I have a lot of thoughts on AI.
I've been working on this post for a couple of months now. It's very personal, characteristically lengthy, and sure to be at least somewhat controversial. Take it (or don't) as you will.
I have a lot of thoughts on AI.
I've been working on this post for a couple of months now. It's very personal, characteristically lengthy, and sure to be at least somewhat controversial. Take it (or don't) as you will.
@collinsworth Excellent post. Thanks for sharing!
re: "frontend code" – I don't find things more promising as a backend developer.

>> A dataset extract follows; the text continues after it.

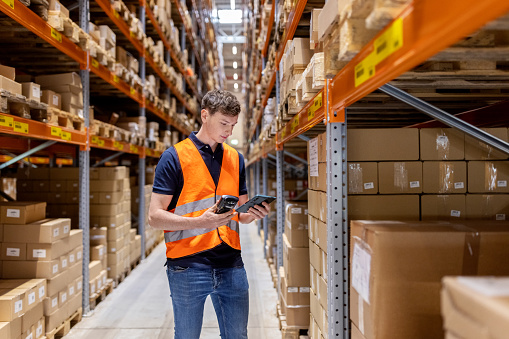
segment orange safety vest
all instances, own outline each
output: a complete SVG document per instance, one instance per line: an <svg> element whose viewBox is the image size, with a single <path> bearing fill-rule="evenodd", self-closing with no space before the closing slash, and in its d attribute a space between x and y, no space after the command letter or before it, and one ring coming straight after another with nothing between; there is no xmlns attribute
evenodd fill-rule
<svg viewBox="0 0 509 339"><path fill-rule="evenodd" d="M239 196L239 154L223 144L223 162L217 187L207 165L192 142L187 138L175 146L184 175L184 187L177 206L170 212L184 217L199 217L212 207L221 195ZM220 147L218 145L218 147ZM194 228L181 231L164 231L166 257L181 258L212 249L222 241L240 250L239 218L213 228Z"/></svg>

One thing I'd previously jotted down for my own post on AI: There's this idea that "we'll just get better at providing context/specification for the AI to properly program things".
But as a SWE, I'm already providing that specification in the most precise way: an unambiguous, deterministic programming language! (Or any number of DSLs for schema, querying, etc.)
My value is not the number of lines of code I generate, but the thoughtfulness with which I apply my experience.
"Ah, you said X, but do you mean X, X', or X''? Those distinctions matter because…"
"In this case it would be simpler AND more flexible to generalize to…"
Do employers value the difference?
Will they learn to, before their codebase is so full of vibecode that they need to hire a code exorcist? 🤷
@collinsworth Thank you for this. You summed up my feelings and observations on this more coherantly than I've been able to and I appreciate it.
@collinsworth This also resonated with me:
"I like using my brain [and] the process of ideating, building, and creatively solving a problem."
Agreed! And I like helping my coworkers use their brains. When I'm reviewing code, I often think "Why would they write it like this?" If I can't find the reason, I'll ask. Sometimes there's a good reason for us to capture in comments. Other times, it's code that can be improved.